The same thing goes for listing in multiple categories. With Cassini, it's more and more important to avoid listing items in categories "just because" those categories are hot. Put your phones in the category for phones and your accessories in the category for accessories, or risk having your search placement in both damaged.

Terse Listings 

If you've hesitated to use the catalog or item specifics until now or have been loathing to create visually nice, informative, and detailed item descriptions, you're at a disadvantage under Cassini relative to sellers that do use or do these things. When all of these things are fodder for search matches, you're in trouble if your competitors have tons of information and keywords to match in these areas and you've left them essentially blank.

Poor Images and Lazy Listings 

Now that every click and buy counts, you can't afford to turn up in search listings but get ignored or passed over by shoppers. Photos need to be big, clear, and appealing, and listing text needs to be well-organized, well-formatted, and free of grammatical or spelling errors that might give a shopper pause. Remember, under Cassini, it can be worse to place well in search results and not earn a sale from a shopper than to have not appeared at all.

Poor Customer Service 

With seller performance and trust now figuring into search ranking, you've got to pay attention to more than your basic feedback score and DSR numbers, and they matter for more than just winning the battle for the buyer's bid. Sellers that demonstrate consistently customer-friendly practices are going to be much more visible, while sellers that don't are going to struggle to be seen in the first place.

What You Should Do

If this list of factors and no-nos has your head spinning, it might be simpler to boil this all down to something more basic. That something is this: as eBay search continues to evolve, it's clear that the sellers that are going to do best are those that engage in good, old-fashioned customer-centric business practices.

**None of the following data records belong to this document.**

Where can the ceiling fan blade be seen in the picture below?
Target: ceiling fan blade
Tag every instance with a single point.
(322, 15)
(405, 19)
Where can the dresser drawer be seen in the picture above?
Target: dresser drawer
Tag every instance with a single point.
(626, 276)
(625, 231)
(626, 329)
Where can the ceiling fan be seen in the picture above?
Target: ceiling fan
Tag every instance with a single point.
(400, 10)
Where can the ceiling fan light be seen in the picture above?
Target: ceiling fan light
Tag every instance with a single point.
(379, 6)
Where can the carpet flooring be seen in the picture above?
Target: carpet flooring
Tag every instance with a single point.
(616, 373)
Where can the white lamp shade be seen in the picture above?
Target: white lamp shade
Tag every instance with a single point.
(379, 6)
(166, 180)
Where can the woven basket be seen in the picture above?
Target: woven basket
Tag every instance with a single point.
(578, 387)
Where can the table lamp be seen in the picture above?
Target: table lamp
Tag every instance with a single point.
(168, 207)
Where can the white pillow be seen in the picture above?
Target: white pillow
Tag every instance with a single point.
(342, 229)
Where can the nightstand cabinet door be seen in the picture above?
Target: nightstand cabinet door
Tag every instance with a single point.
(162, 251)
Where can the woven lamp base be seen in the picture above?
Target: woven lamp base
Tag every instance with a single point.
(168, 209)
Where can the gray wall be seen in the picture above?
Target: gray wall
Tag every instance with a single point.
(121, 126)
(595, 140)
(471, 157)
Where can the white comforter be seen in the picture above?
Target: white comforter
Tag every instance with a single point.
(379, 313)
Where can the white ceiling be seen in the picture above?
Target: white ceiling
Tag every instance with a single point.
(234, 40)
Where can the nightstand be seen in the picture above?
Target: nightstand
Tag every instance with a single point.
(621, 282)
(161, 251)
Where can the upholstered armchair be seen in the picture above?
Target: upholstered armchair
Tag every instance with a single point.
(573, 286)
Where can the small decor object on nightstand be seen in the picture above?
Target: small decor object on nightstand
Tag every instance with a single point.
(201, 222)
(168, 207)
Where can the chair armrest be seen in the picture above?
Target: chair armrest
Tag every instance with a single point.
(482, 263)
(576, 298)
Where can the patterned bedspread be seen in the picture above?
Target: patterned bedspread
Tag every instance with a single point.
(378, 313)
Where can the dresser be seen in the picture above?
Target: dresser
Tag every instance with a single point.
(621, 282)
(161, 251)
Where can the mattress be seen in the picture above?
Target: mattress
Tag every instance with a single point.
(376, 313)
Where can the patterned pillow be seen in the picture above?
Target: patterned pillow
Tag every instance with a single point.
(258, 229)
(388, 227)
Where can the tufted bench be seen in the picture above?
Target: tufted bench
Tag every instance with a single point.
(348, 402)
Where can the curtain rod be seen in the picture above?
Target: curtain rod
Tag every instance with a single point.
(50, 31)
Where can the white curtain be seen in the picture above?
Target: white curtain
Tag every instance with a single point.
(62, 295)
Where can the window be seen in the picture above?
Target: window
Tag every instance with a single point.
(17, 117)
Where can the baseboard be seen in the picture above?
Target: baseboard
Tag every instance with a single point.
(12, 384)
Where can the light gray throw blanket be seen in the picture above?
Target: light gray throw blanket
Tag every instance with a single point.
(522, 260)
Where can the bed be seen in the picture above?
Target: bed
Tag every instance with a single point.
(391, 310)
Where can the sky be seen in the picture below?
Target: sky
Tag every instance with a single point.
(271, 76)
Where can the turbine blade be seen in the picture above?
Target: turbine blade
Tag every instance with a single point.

Strive to be seen only by buyers that are actually looking for what you have to sell. Then, be sure that you've got the best pitch around for why they should buy your item rather than someone else's. Make great listings—meaning listings that are honest, focused, aesthetically appealing, complete, detailed, and informative. Then, provide great customer service and customer-friendly policies.

In the end, if you're building more present and future business and loyalty for eBay than the other sellers around you (according to the hard data that eBay has), you're going to prosper. If you're underperforming in these areas relative to the best sellers, you're going to be pages back in the results, if you appear at all.